All it takes is a piece of algae, a snail, a small fish, an anemone, some food etc, to cover the hole and you are done.
The ONLY reliable method of backflow prevention is the simplest form known to man, requires zero maintenance or cleaning and cannot fail ever. An air gap. Leave the return close to the surface so with only a small, very easily calculated backsiphonage until the return is exposed to atmosphere the siphon breaks and the flow stops. no guessing and you can sleep soundly at night. We all know water cannot jump uphill so it cannot fail.
In my case with a 100G display I siphon 3.5 gallons to my 30G sump before the siphon breaks. It is as simple as length x width x the 3/4" or 1" or whatever you are comfortable with divided by 231. Mine is 18" x 60" x 3/4" before the dual returns are exposed and it cannot drop aqny further than that and it cannot fail, simple as can be and no cleaning or sleepless nights wondering if I am going to have a flood when the power goes out.

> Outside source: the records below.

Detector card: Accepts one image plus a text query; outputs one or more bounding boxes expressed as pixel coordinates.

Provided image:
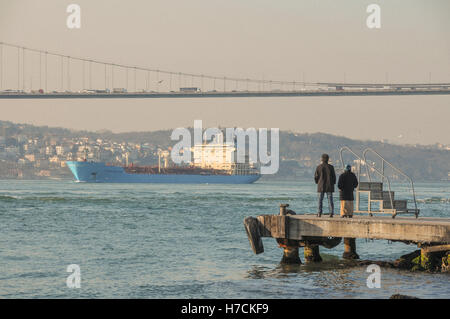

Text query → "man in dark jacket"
[314,154,336,217]
[338,164,359,218]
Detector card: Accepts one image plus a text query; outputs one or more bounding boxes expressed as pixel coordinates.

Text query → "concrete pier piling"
[281,245,301,264]
[304,244,322,263]
[342,238,359,260]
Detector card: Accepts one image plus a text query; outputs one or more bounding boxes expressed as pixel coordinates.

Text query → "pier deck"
[256,214,450,244]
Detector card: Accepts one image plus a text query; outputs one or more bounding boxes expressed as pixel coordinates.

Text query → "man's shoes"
[329,214,334,218]
[317,213,322,217]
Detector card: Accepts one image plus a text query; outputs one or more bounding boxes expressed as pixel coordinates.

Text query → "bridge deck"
[1,89,450,99]
[257,214,450,244]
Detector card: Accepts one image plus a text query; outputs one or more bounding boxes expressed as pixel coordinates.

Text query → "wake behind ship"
[66,161,260,184]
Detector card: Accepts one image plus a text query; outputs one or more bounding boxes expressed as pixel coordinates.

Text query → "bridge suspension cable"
[0,41,448,98]
[0,41,315,93]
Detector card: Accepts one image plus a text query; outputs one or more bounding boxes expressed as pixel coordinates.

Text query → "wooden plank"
[370,182,383,191]
[359,182,383,191]
[371,191,394,201]
[383,200,407,210]
[243,217,264,254]
[257,215,288,238]
[358,182,371,191]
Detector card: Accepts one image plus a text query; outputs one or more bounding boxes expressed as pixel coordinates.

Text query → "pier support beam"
[304,244,322,263]
[343,238,360,260]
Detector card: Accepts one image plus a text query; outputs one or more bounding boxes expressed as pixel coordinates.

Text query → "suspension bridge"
[0,42,449,99]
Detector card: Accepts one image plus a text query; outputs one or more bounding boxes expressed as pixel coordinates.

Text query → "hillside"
[0,120,448,181]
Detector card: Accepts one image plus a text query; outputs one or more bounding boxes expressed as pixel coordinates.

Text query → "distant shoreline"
[0,177,448,183]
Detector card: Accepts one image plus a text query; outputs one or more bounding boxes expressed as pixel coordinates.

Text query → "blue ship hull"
[66,161,261,184]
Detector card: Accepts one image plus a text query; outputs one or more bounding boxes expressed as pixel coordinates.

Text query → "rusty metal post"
[279,203,289,216]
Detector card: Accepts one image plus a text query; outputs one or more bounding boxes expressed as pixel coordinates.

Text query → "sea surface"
[0,180,448,299]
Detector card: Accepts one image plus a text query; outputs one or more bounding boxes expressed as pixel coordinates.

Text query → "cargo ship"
[66,161,260,183]
[66,138,261,184]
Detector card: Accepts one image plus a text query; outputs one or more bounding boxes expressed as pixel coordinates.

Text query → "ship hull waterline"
[66,161,261,184]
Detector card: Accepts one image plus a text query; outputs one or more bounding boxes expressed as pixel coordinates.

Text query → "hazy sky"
[0,0,449,144]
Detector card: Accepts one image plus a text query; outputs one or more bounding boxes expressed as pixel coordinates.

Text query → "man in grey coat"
[314,153,336,217]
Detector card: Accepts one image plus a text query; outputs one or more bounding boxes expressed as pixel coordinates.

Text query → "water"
[0,180,448,298]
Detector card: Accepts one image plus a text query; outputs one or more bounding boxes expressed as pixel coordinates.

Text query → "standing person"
[338,164,359,218]
[314,153,336,217]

Well...you can't end it like that Jamie... You need to mention the one bad hole and any advice to others attempting to drill their own tank.
Dang I'm all over the place with this build-lol. What happened was that at the end of drilling the first hole the drill stopped abruptly which is what I believed caused it to crack.
I started drilling on #3 as the bit wouldn't rotate on #1 . But I never turned it down like I should I have once the groove was established.
I don't know if I'm explaining this right-lol.